Chan menarik napas lega. Setidaknya ada Mingyu disini yang bisa membantunya mengasuh si kembar jika mereka tiba-tiba rewel. Mingyu memang senang bermain dengan para keponakannya. Tidak heran jika Taeyun dan Taeyong sudah kenal dengan Mingyu.
"Tidak ikut comeback kali ini, kau jadi punya banyak waktu untuk bermain dengan anak-anakmu ya," komentar Seungcheol iri. Matanya terpaku pada Taeyong yang saat ini sedang memperhatikan trik sulap abal-abal yang ditunjukkan Wonwoo.
"Sebelum aku berangkat wajib militer, aku ingin menghabiskan banyak waktuku dengan mereka," kata Chan. Ia memandang Seungcheol. "Hyung enak ya, sudah berangkat wamil sebelum punya anak."
Seungcheol tertawa. "Setidaknya kau harus bisa pulang dan bertemu dengan mereka saat ada waktu libur," kata leader Seventeen itu sambil menunjuk Taeyong dan Taeyun. "Bisa-bisa mereka lupa dengan wajah Appa-nya dan tidak mengenalimu saat kau kembali."
Chan terperangah. "Hyung, jangan bicara yang aneh-aneh. Aku tidak membesarkan mereka untuk menjadi anak durhaka."
"Kudengar, anak kecil akan mengingat wajah seseorang tidak terlalu lama. Jika kau menghilang selama sebulan, mereka akan melupakan wajahmu," kali ini Hansol ikut bicara.
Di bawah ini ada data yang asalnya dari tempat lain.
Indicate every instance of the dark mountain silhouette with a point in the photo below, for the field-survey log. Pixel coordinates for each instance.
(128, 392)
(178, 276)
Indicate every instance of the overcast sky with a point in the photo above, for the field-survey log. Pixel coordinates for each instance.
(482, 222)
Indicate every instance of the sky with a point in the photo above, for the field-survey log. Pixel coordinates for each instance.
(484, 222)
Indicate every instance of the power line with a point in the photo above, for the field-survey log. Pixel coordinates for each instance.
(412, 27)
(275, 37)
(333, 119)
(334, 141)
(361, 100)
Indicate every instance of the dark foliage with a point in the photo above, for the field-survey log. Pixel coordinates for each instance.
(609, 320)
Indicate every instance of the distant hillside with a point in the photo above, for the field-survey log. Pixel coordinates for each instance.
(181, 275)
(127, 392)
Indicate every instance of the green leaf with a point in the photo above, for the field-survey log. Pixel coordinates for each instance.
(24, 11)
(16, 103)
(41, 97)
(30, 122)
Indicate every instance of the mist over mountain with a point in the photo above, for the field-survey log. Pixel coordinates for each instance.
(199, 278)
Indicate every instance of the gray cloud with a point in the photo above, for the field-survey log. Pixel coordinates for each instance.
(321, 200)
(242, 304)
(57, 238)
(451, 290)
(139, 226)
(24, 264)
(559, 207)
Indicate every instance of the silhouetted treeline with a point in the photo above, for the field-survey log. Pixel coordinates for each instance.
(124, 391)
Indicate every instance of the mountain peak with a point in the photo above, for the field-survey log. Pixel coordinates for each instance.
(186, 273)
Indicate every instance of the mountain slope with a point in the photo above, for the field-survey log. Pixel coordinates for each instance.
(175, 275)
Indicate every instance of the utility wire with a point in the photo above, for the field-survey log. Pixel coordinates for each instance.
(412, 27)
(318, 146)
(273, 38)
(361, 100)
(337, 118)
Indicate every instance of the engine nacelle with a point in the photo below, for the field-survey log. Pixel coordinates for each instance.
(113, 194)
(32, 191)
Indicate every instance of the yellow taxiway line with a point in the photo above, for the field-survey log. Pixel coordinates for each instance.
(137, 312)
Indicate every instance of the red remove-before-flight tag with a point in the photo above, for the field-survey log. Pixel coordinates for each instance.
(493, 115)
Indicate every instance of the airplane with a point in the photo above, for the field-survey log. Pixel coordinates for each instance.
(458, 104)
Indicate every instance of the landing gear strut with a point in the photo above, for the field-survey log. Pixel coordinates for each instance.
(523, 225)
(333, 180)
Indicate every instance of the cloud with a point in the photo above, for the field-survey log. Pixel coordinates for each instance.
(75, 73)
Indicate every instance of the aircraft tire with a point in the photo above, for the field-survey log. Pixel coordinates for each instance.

"Kejam sekali," Chan menatap Taeyong yang sedang tertawa bersama Wonwoo dan Mingyu dengan tatapan ngeri. "Kalau begitu aku akan melakukan video call dengan anak-anakku sesering mungkin."
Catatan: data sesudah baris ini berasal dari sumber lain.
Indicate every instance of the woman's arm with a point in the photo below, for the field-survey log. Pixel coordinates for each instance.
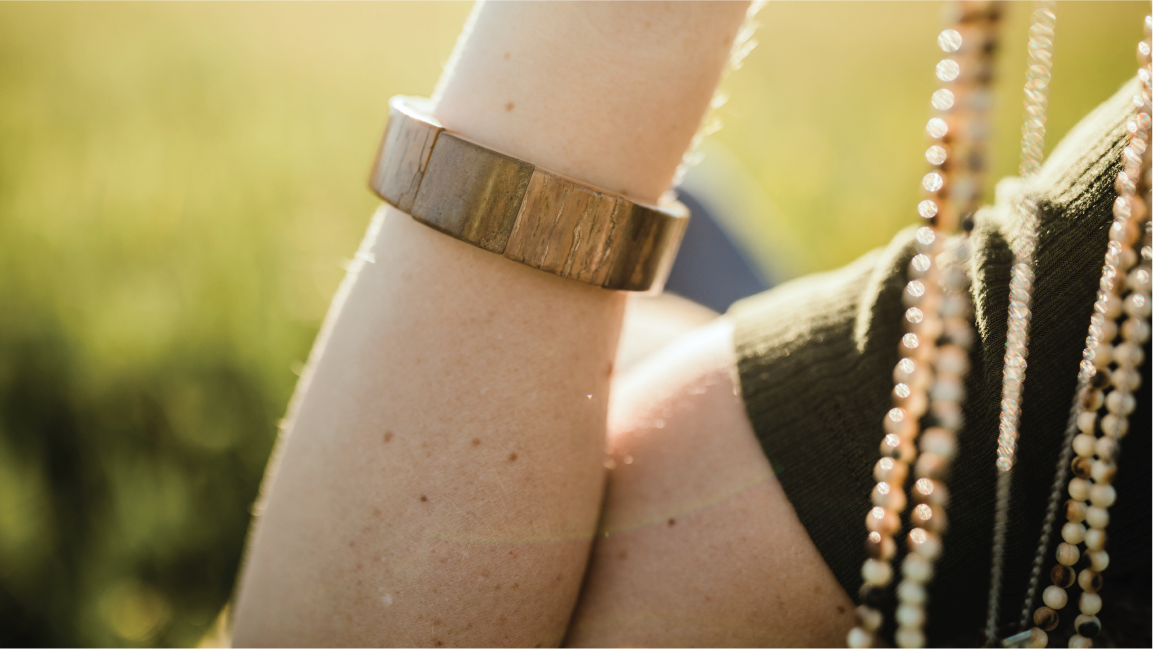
(700, 546)
(441, 476)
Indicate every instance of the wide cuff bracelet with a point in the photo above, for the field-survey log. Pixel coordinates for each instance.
(513, 208)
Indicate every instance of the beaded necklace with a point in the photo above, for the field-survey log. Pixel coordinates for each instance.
(1109, 374)
(929, 376)
(934, 349)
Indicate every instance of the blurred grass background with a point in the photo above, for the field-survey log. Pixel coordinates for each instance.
(181, 185)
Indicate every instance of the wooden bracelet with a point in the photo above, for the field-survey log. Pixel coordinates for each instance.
(513, 208)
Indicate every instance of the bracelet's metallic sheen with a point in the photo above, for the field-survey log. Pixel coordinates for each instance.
(513, 208)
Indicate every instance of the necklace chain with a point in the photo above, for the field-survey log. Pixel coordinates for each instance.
(934, 349)
(1020, 292)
Soonyoung menepuk bahu Chan dari belakang. "Ayo bekerja. Hyerim Noona sudah datang."
Chan mengangguk. Ia berdiri dan mengecek kondisi Taeyun yang masih terlelap. Kepalanya kembali menoleh pada Taeyong yang duduk di pangkuan Mingyu. Anak-anaknya tampak tenang, ia bisa bekerja dengan tenang sekarang.
Melihat tingkah Chan yang penuh dengan kehati-hatian dalam mengurus anaknya, membuat Seungcheol berdecak kagum. Maknae grup-nya itu sudah tumbuh dewasa dengan baik. Ia masih ingat bagaimana kekacauan yang sempat terjadi di asrama ketika mendengar kabar bahwa Chan akan menjadi ayah tanpa ikatan pernikahan. Seungcheol bersyukur semuanya berjalan dengan baik hingga saat ini.